Je lui demande ce qui l’a amenée à faire le saut de la radio à la direction du CMIM : « Je m’étais déjà occupée du concours de Radio-Canada, des Révélations en musique. En fait, j’aurais pu être agente d’artiste : il n’y a rien de plus excitant que de repérer un nouveau jeune talent. C’est ce qu’on vit chaque année au concours ! »

Les plus forts, on les reconnaît dès la première épreuve, même si le classement final peut réserver des surprises.

Christiane LeBlanc, directrice générale et artistique du Concours musical international de Montréal

Mais elle dit aux 24 jeunes musiciens sélectionnés qu’ils sont déjà gagnants : le travail de préparation, les rencontres qu’ils font à Montréal, tout peut contribuer à leur évolution. « J’aime les entourer, les soutenir, leur donner des conditions optimales. On a de bonnes salles, de bons pianos, on réserve et paye leur billet d’avion, ce qui est rarissime dans le réseau des concours, mais qui permet d’attirer des candidats d’Europe et d’Asie. » C’est grâce à un groupe de gens d’affaires qui parrainent chacun un candidat, en versant 2500 $.

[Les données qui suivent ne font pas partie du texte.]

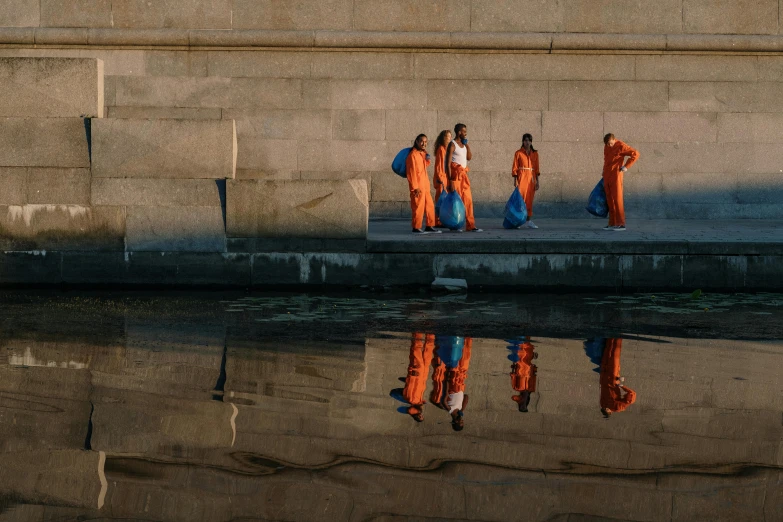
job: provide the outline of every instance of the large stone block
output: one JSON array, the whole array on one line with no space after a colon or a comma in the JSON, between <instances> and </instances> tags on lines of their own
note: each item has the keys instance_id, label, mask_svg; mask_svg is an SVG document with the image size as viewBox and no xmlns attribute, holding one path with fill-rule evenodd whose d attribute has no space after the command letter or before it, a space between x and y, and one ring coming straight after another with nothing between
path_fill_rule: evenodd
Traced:
<instances>
[{"instance_id":1,"label":"large stone block","mask_svg":"<svg viewBox=\"0 0 783 522\"><path fill-rule=\"evenodd\" d=\"M634 57L573 54L416 55L416 78L432 80L626 80Z\"/></svg>"},{"instance_id":2,"label":"large stone block","mask_svg":"<svg viewBox=\"0 0 783 522\"><path fill-rule=\"evenodd\" d=\"M522 135L528 132L533 135L537 147L537 143L544 139L539 111L492 111L490 118L492 141L519 141L522 145ZM477 137L475 132L472 134ZM485 136L483 135L482 139Z\"/></svg>"},{"instance_id":3,"label":"large stone block","mask_svg":"<svg viewBox=\"0 0 783 522\"><path fill-rule=\"evenodd\" d=\"M635 145L635 144L631 144ZM516 145L519 148L519 145ZM545 141L536 145L539 154L541 171L545 173L559 172L562 174L595 173L601 176L604 161L603 141L598 143L570 141ZM644 156L644 154L642 154ZM511 170L513 155L508 159L507 169ZM636 167L634 167L636 168ZM598 182L596 179L593 185ZM592 189L592 187L590 187Z\"/></svg>"},{"instance_id":4,"label":"large stone block","mask_svg":"<svg viewBox=\"0 0 783 522\"><path fill-rule=\"evenodd\" d=\"M103 62L0 58L0 117L103 116Z\"/></svg>"},{"instance_id":5,"label":"large stone block","mask_svg":"<svg viewBox=\"0 0 783 522\"><path fill-rule=\"evenodd\" d=\"M477 183L476 180L483 172L508 172L511 175L514 154L521 145L521 133L514 141L471 141L470 149L473 153L473 159L468 163L471 184Z\"/></svg>"},{"instance_id":6,"label":"large stone block","mask_svg":"<svg viewBox=\"0 0 783 522\"><path fill-rule=\"evenodd\" d=\"M572 0L564 9L568 33L676 34L682 31L682 0Z\"/></svg>"},{"instance_id":7,"label":"large stone block","mask_svg":"<svg viewBox=\"0 0 783 522\"><path fill-rule=\"evenodd\" d=\"M222 116L220 109L212 108L107 107L107 109L108 118L125 120L219 120Z\"/></svg>"},{"instance_id":8,"label":"large stone block","mask_svg":"<svg viewBox=\"0 0 783 522\"><path fill-rule=\"evenodd\" d=\"M439 122L439 114L436 111L385 111L386 112L386 139L408 141L413 143L416 136L426 134L429 138L430 150L438 137L438 132L453 127L447 124L442 127ZM376 134L377 136L377 134ZM364 139L373 135L365 135ZM336 138L336 136L335 136Z\"/></svg>"},{"instance_id":9,"label":"large stone block","mask_svg":"<svg viewBox=\"0 0 783 522\"><path fill-rule=\"evenodd\" d=\"M122 250L124 235L122 207L0 207L0 242L6 250Z\"/></svg>"},{"instance_id":10,"label":"large stone block","mask_svg":"<svg viewBox=\"0 0 783 522\"><path fill-rule=\"evenodd\" d=\"M303 80L311 109L426 109L427 83L416 80ZM296 107L300 108L300 107Z\"/></svg>"},{"instance_id":11,"label":"large stone block","mask_svg":"<svg viewBox=\"0 0 783 522\"><path fill-rule=\"evenodd\" d=\"M89 168L88 148L81 118L0 118L0 166Z\"/></svg>"},{"instance_id":12,"label":"large stone block","mask_svg":"<svg viewBox=\"0 0 783 522\"><path fill-rule=\"evenodd\" d=\"M411 146L411 141L307 140L300 141L298 146L301 171L383 171L395 176L391 162L401 149Z\"/></svg>"},{"instance_id":13,"label":"large stone block","mask_svg":"<svg viewBox=\"0 0 783 522\"><path fill-rule=\"evenodd\" d=\"M98 178L233 178L233 120L93 120Z\"/></svg>"},{"instance_id":14,"label":"large stone block","mask_svg":"<svg viewBox=\"0 0 783 522\"><path fill-rule=\"evenodd\" d=\"M413 78L413 61L409 53L312 53L312 77L406 80Z\"/></svg>"},{"instance_id":15,"label":"large stone block","mask_svg":"<svg viewBox=\"0 0 783 522\"><path fill-rule=\"evenodd\" d=\"M115 28L231 29L231 0L123 0L111 4Z\"/></svg>"},{"instance_id":16,"label":"large stone block","mask_svg":"<svg viewBox=\"0 0 783 522\"><path fill-rule=\"evenodd\" d=\"M471 110L543 110L549 106L547 93L548 85L543 81L429 80L427 107L445 110L465 107Z\"/></svg>"},{"instance_id":17,"label":"large stone block","mask_svg":"<svg viewBox=\"0 0 783 522\"><path fill-rule=\"evenodd\" d=\"M400 111L389 111L400 112ZM408 111L401 111L408 113ZM413 111L410 111L413 112ZM416 112L416 115L421 114ZM426 113L425 113L426 114ZM387 135L387 116L381 110L365 111L332 111L332 139L335 140L374 140ZM399 118L398 118L399 120ZM397 120L395 120L397 121ZM394 127L392 127L394 128ZM323 126L317 129L321 136L312 136L313 139L323 137ZM301 139L301 136L296 135ZM386 136L387 138L389 136ZM395 136L393 139L404 139Z\"/></svg>"},{"instance_id":18,"label":"large stone block","mask_svg":"<svg viewBox=\"0 0 783 522\"><path fill-rule=\"evenodd\" d=\"M600 112L544 111L541 126L543 141L586 141L600 144L604 137L604 118ZM535 139L536 135L533 134L534 143Z\"/></svg>"},{"instance_id":19,"label":"large stone block","mask_svg":"<svg viewBox=\"0 0 783 522\"><path fill-rule=\"evenodd\" d=\"M565 30L565 2L530 0L524 9L516 0L471 2L470 29L486 32L559 33ZM534 16L531 16L535 13Z\"/></svg>"},{"instance_id":20,"label":"large stone block","mask_svg":"<svg viewBox=\"0 0 783 522\"><path fill-rule=\"evenodd\" d=\"M278 140L322 139L333 124L329 110L225 109L222 118L237 122L238 137Z\"/></svg>"},{"instance_id":21,"label":"large stone block","mask_svg":"<svg viewBox=\"0 0 783 522\"><path fill-rule=\"evenodd\" d=\"M111 0L40 0L41 27L112 27Z\"/></svg>"},{"instance_id":22,"label":"large stone block","mask_svg":"<svg viewBox=\"0 0 783 522\"><path fill-rule=\"evenodd\" d=\"M552 111L666 111L666 82L550 82Z\"/></svg>"},{"instance_id":23,"label":"large stone block","mask_svg":"<svg viewBox=\"0 0 783 522\"><path fill-rule=\"evenodd\" d=\"M783 84L778 82L670 82L669 110L783 112Z\"/></svg>"},{"instance_id":24,"label":"large stone block","mask_svg":"<svg viewBox=\"0 0 783 522\"><path fill-rule=\"evenodd\" d=\"M636 79L747 82L758 76L756 56L650 55L636 57Z\"/></svg>"},{"instance_id":25,"label":"large stone block","mask_svg":"<svg viewBox=\"0 0 783 522\"><path fill-rule=\"evenodd\" d=\"M27 169L26 203L89 205L90 169Z\"/></svg>"},{"instance_id":26,"label":"large stone block","mask_svg":"<svg viewBox=\"0 0 783 522\"><path fill-rule=\"evenodd\" d=\"M359 31L470 31L470 6L462 0L355 0Z\"/></svg>"},{"instance_id":27,"label":"large stone block","mask_svg":"<svg viewBox=\"0 0 783 522\"><path fill-rule=\"evenodd\" d=\"M372 189L370 192L370 200L372 202L410 202L408 180L401 178L393 172L373 172L371 176L372 183L369 187ZM430 175L430 182L431 181L432 176ZM432 191L432 193L434 195L434 191Z\"/></svg>"},{"instance_id":28,"label":"large stone block","mask_svg":"<svg viewBox=\"0 0 783 522\"><path fill-rule=\"evenodd\" d=\"M220 207L127 207L128 252L224 252Z\"/></svg>"},{"instance_id":29,"label":"large stone block","mask_svg":"<svg viewBox=\"0 0 783 522\"><path fill-rule=\"evenodd\" d=\"M722 143L629 143L639 151L640 173L736 173L750 169L754 153Z\"/></svg>"},{"instance_id":30,"label":"large stone block","mask_svg":"<svg viewBox=\"0 0 783 522\"><path fill-rule=\"evenodd\" d=\"M451 131L454 137L454 127L457 123L464 123L468 126L468 139L486 140L492 133L493 117L499 116L503 111L438 111L437 134L430 136L430 143L434 143L440 131ZM509 111L517 114L521 111ZM508 139L508 138L505 138Z\"/></svg>"},{"instance_id":31,"label":"large stone block","mask_svg":"<svg viewBox=\"0 0 783 522\"><path fill-rule=\"evenodd\" d=\"M737 175L727 173L664 174L663 199L683 203L736 203Z\"/></svg>"},{"instance_id":32,"label":"large stone block","mask_svg":"<svg viewBox=\"0 0 783 522\"><path fill-rule=\"evenodd\" d=\"M0 167L0 205L27 203L27 169Z\"/></svg>"},{"instance_id":33,"label":"large stone block","mask_svg":"<svg viewBox=\"0 0 783 522\"><path fill-rule=\"evenodd\" d=\"M290 51L213 51L207 60L209 76L309 78L313 58L311 53Z\"/></svg>"},{"instance_id":34,"label":"large stone block","mask_svg":"<svg viewBox=\"0 0 783 522\"><path fill-rule=\"evenodd\" d=\"M686 33L777 34L777 0L683 0Z\"/></svg>"},{"instance_id":35,"label":"large stone block","mask_svg":"<svg viewBox=\"0 0 783 522\"><path fill-rule=\"evenodd\" d=\"M714 112L607 112L604 130L629 143L714 142L718 124Z\"/></svg>"},{"instance_id":36,"label":"large stone block","mask_svg":"<svg viewBox=\"0 0 783 522\"><path fill-rule=\"evenodd\" d=\"M367 237L364 180L229 181L227 192L230 237Z\"/></svg>"},{"instance_id":37,"label":"large stone block","mask_svg":"<svg viewBox=\"0 0 783 522\"><path fill-rule=\"evenodd\" d=\"M253 136L239 136L237 168L242 170L291 171L297 170L296 140L266 140Z\"/></svg>"},{"instance_id":38,"label":"large stone block","mask_svg":"<svg viewBox=\"0 0 783 522\"><path fill-rule=\"evenodd\" d=\"M146 76L207 76L207 51L144 51Z\"/></svg>"},{"instance_id":39,"label":"large stone block","mask_svg":"<svg viewBox=\"0 0 783 522\"><path fill-rule=\"evenodd\" d=\"M220 180L95 178L93 205L220 207Z\"/></svg>"},{"instance_id":40,"label":"large stone block","mask_svg":"<svg viewBox=\"0 0 783 522\"><path fill-rule=\"evenodd\" d=\"M721 143L783 143L783 114L718 114Z\"/></svg>"},{"instance_id":41,"label":"large stone block","mask_svg":"<svg viewBox=\"0 0 783 522\"><path fill-rule=\"evenodd\" d=\"M234 0L233 22L234 29L347 30L353 25L353 0Z\"/></svg>"},{"instance_id":42,"label":"large stone block","mask_svg":"<svg viewBox=\"0 0 783 522\"><path fill-rule=\"evenodd\" d=\"M0 4L0 27L38 27L40 0L5 0Z\"/></svg>"}]
</instances>

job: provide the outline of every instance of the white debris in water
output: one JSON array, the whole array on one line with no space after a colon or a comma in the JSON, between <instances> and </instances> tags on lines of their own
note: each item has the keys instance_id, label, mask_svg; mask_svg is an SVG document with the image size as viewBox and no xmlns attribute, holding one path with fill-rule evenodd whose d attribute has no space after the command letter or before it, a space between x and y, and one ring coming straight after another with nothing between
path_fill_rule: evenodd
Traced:
<instances>
[{"instance_id":1,"label":"white debris in water","mask_svg":"<svg viewBox=\"0 0 783 522\"><path fill-rule=\"evenodd\" d=\"M464 279L451 279L448 277L436 277L431 285L433 290L445 290L447 292L464 292L468 289L468 282Z\"/></svg>"}]
</instances>

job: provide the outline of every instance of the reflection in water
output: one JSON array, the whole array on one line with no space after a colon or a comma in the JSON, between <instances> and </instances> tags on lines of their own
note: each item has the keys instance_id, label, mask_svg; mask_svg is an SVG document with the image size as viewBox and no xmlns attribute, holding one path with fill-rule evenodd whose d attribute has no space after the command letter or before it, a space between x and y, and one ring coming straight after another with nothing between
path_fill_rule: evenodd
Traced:
<instances>
[{"instance_id":1,"label":"reflection in water","mask_svg":"<svg viewBox=\"0 0 783 522\"><path fill-rule=\"evenodd\" d=\"M36 311L0 331L0 522L783 520L778 336Z\"/></svg>"}]
</instances>

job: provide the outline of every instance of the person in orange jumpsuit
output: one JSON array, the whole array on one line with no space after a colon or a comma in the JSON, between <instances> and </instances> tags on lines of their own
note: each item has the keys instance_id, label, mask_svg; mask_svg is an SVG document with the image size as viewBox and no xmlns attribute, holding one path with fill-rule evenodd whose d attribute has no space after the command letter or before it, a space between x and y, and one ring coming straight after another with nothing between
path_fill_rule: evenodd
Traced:
<instances>
[{"instance_id":1,"label":"person in orange jumpsuit","mask_svg":"<svg viewBox=\"0 0 783 522\"><path fill-rule=\"evenodd\" d=\"M435 206L445 190L448 190L449 178L446 175L446 147L451 142L451 131L444 130L438 134L435 140L435 175L432 177L432 184L435 185ZM435 219L435 227L442 228L440 219Z\"/></svg>"},{"instance_id":2,"label":"person in orange jumpsuit","mask_svg":"<svg viewBox=\"0 0 783 522\"><path fill-rule=\"evenodd\" d=\"M435 351L435 336L432 334L414 333L411 336L410 363L408 375L405 377L405 387L402 397L410 404L408 415L416 422L424 420L424 391L427 388L427 377L430 373L430 363Z\"/></svg>"},{"instance_id":3,"label":"person in orange jumpsuit","mask_svg":"<svg viewBox=\"0 0 783 522\"><path fill-rule=\"evenodd\" d=\"M522 341L514 341L509 348L511 355L511 387L519 395L514 395L511 400L517 403L519 411L526 413L530 404L530 395L536 391L536 372L538 367L533 364L533 359L538 358L535 347L527 337Z\"/></svg>"},{"instance_id":4,"label":"person in orange jumpsuit","mask_svg":"<svg viewBox=\"0 0 783 522\"><path fill-rule=\"evenodd\" d=\"M405 175L408 178L408 188L411 197L411 224L414 234L440 234L435 230L435 205L430 193L430 178L427 167L430 165L430 155L427 154L427 136L419 134L413 142L408 158L405 160ZM427 217L426 228L421 228L421 222Z\"/></svg>"},{"instance_id":5,"label":"person in orange jumpsuit","mask_svg":"<svg viewBox=\"0 0 783 522\"><path fill-rule=\"evenodd\" d=\"M609 224L604 230L625 230L623 174L638 159L639 152L615 138L614 134L604 136L603 178L606 203L609 206Z\"/></svg>"},{"instance_id":6,"label":"person in orange jumpsuit","mask_svg":"<svg viewBox=\"0 0 783 522\"><path fill-rule=\"evenodd\" d=\"M607 419L614 412L625 410L636 401L636 392L622 384L620 377L620 353L623 340L609 338L606 340L604 353L601 357L601 413Z\"/></svg>"},{"instance_id":7,"label":"person in orange jumpsuit","mask_svg":"<svg viewBox=\"0 0 783 522\"><path fill-rule=\"evenodd\" d=\"M454 126L456 136L446 150L446 174L451 180L454 190L457 191L465 204L465 230L468 232L483 232L476 228L476 220L473 217L473 193L470 191L470 178L468 178L468 162L473 159L473 153L468 145L468 127L464 123Z\"/></svg>"},{"instance_id":8,"label":"person in orange jumpsuit","mask_svg":"<svg viewBox=\"0 0 783 522\"><path fill-rule=\"evenodd\" d=\"M533 148L533 135L522 135L522 147L514 154L514 165L511 167L511 175L514 176L514 186L525 199L527 207L527 222L522 225L525 228L538 228L533 223L533 199L539 189L538 176L538 151Z\"/></svg>"},{"instance_id":9,"label":"person in orange jumpsuit","mask_svg":"<svg viewBox=\"0 0 783 522\"><path fill-rule=\"evenodd\" d=\"M465 381L468 378L473 339L438 336L436 344L430 402L448 411L451 427L454 431L462 431L465 427L464 412L468 405Z\"/></svg>"}]
</instances>

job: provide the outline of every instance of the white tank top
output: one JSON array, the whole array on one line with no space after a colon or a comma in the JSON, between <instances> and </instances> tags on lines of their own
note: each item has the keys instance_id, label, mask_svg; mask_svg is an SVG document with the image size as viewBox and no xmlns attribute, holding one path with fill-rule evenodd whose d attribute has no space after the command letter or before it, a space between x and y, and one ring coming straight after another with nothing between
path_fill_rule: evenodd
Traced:
<instances>
[{"instance_id":1,"label":"white tank top","mask_svg":"<svg viewBox=\"0 0 783 522\"><path fill-rule=\"evenodd\" d=\"M468 147L463 145L460 148L460 146L457 145L457 140L451 140L451 143L454 144L454 153L451 155L451 162L456 163L457 165L462 165L463 167L467 167Z\"/></svg>"}]
</instances>

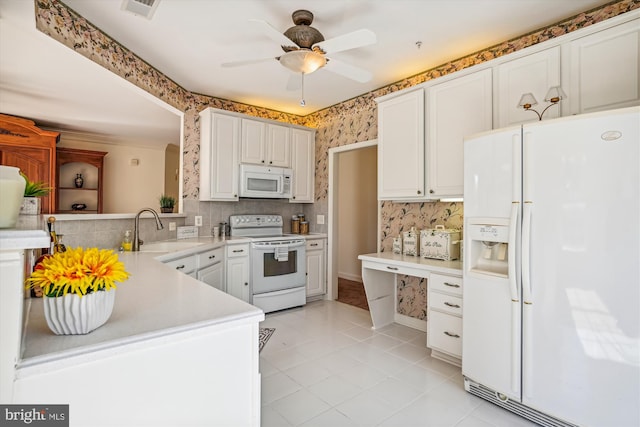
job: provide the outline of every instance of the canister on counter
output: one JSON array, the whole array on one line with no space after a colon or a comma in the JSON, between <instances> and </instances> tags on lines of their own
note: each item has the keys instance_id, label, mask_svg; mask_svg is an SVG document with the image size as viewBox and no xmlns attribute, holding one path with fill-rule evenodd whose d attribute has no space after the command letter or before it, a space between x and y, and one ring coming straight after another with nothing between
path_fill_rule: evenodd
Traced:
<instances>
[{"instance_id":1,"label":"canister on counter","mask_svg":"<svg viewBox=\"0 0 640 427\"><path fill-rule=\"evenodd\" d=\"M291 217L291 232L294 234L300 233L300 218L298 218L298 215Z\"/></svg>"},{"instance_id":2,"label":"canister on counter","mask_svg":"<svg viewBox=\"0 0 640 427\"><path fill-rule=\"evenodd\" d=\"M302 221L304 221L304 220L305 220L305 218L304 218L304 214L303 214L303 213L299 213L299 214L297 215L297 217L298 217L298 219L300 220L300 222L302 222Z\"/></svg>"},{"instance_id":3,"label":"canister on counter","mask_svg":"<svg viewBox=\"0 0 640 427\"><path fill-rule=\"evenodd\" d=\"M418 256L419 242L418 232L415 227L402 233L402 253L409 256Z\"/></svg>"},{"instance_id":4,"label":"canister on counter","mask_svg":"<svg viewBox=\"0 0 640 427\"><path fill-rule=\"evenodd\" d=\"M393 253L402 254L402 236L393 238Z\"/></svg>"},{"instance_id":5,"label":"canister on counter","mask_svg":"<svg viewBox=\"0 0 640 427\"><path fill-rule=\"evenodd\" d=\"M309 234L309 221L300 221L300 234Z\"/></svg>"}]
</instances>

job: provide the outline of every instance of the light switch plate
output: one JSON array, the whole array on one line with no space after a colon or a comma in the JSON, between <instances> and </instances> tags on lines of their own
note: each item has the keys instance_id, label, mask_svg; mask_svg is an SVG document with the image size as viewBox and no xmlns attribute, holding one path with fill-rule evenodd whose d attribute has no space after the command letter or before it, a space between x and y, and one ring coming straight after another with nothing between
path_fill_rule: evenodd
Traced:
<instances>
[{"instance_id":1,"label":"light switch plate","mask_svg":"<svg viewBox=\"0 0 640 427\"><path fill-rule=\"evenodd\" d=\"M169 231L176 231L176 223L175 222L170 222L169 223Z\"/></svg>"},{"instance_id":2,"label":"light switch plate","mask_svg":"<svg viewBox=\"0 0 640 427\"><path fill-rule=\"evenodd\" d=\"M317 215L316 216L316 224L318 224L318 225L324 224L324 215Z\"/></svg>"},{"instance_id":3,"label":"light switch plate","mask_svg":"<svg viewBox=\"0 0 640 427\"><path fill-rule=\"evenodd\" d=\"M202 216L201 215L196 215L194 224L195 224L196 227L202 227Z\"/></svg>"}]
</instances>

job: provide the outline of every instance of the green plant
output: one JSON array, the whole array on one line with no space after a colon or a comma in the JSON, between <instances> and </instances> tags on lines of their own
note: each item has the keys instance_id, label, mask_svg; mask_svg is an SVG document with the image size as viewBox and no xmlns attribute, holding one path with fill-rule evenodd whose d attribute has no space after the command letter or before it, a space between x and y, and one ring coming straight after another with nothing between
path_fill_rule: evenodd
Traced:
<instances>
[{"instance_id":1,"label":"green plant","mask_svg":"<svg viewBox=\"0 0 640 427\"><path fill-rule=\"evenodd\" d=\"M160 196L160 207L161 208L173 208L176 204L176 199L171 196L167 196L165 194Z\"/></svg>"},{"instance_id":2,"label":"green plant","mask_svg":"<svg viewBox=\"0 0 640 427\"><path fill-rule=\"evenodd\" d=\"M42 197L46 196L51 192L51 187L47 186L47 183L44 181L30 181L29 178L22 172L20 173L24 180L26 181L26 185L24 186L24 197Z\"/></svg>"}]
</instances>

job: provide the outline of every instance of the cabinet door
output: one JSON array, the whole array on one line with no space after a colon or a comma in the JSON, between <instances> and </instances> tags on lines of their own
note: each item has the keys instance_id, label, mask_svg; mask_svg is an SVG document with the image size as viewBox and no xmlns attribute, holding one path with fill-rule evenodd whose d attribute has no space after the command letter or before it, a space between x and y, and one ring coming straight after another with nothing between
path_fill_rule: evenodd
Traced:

Pour Christiane LeBlanc, l’accueil est au cœur de la philosophie du CMIM : « Chaque candidat est pris en charge dès l’aéroport par une famille d’accueil qui s’en occupe pendant les deux semaines du concours : un engagement bénévole remarquable. Ça crée un filet de sécurité pour ces jeunes qui viennent de loin et vivent une barrière linguistique. »

Les violonistes ont souvent moins de 20 ans : « Ce sont presque des enfants, mais leur aplomb sur scène est époustouflant. »

C’est qu’ils ont déjà du métier, plusieurs courent les concours depuis leur enfance. Pour la deuxième fois, on présentera d’ailleurs un évènement pré-concours appelé Mini Violini : deux concerts de jeunes virtuoses de 10 à 14 ans, choisis par l’équipe du CMIM, souvent lauréats de concours junior. Le public adore et remplira probablement la salle Bourgie, les 22 et 23 avril prochains.

Autre évènement attendu à la salle Bourgie, le 28 avril à 14 h 30, la conférence de la professeure Mary-Elizabeth Brown, qui vient présenter son violon 3D : un instrument imprimé en 3D, qu’on peut reproduire au coût de sept dollars ! De quoi révolutionner la pédagogie musicale en milieu défavorisé, ce courant qui fait ses preuves un peu partout.

Christiane LeBlanc va quitter la direction du CMIM au terme de cette édition 2023. Elle est heureuse de laisser une organisation en bonne santé : « Je suis surtout fière de la communauté tissée autour du concours par les donateurs, les partenaires et les familles d’accueil. »

J’ai participé à un seul concours, nord-américain, qui avait lieu à Tallahassee, capitale de la Floride. Pas de famille d’accueil, mais l’hôtel officiel y était allé d’un affichage improbable sur sa marquise : « Welcome Harpsichordists ! »

J’avais 20 ans, je suis sortie de la finale avec une « mention honorable », bien décidée à ne jamais revivre un stress aussi dévorant.

Je serai toujours impressionnée par ceux qui courent les concours avec grâce.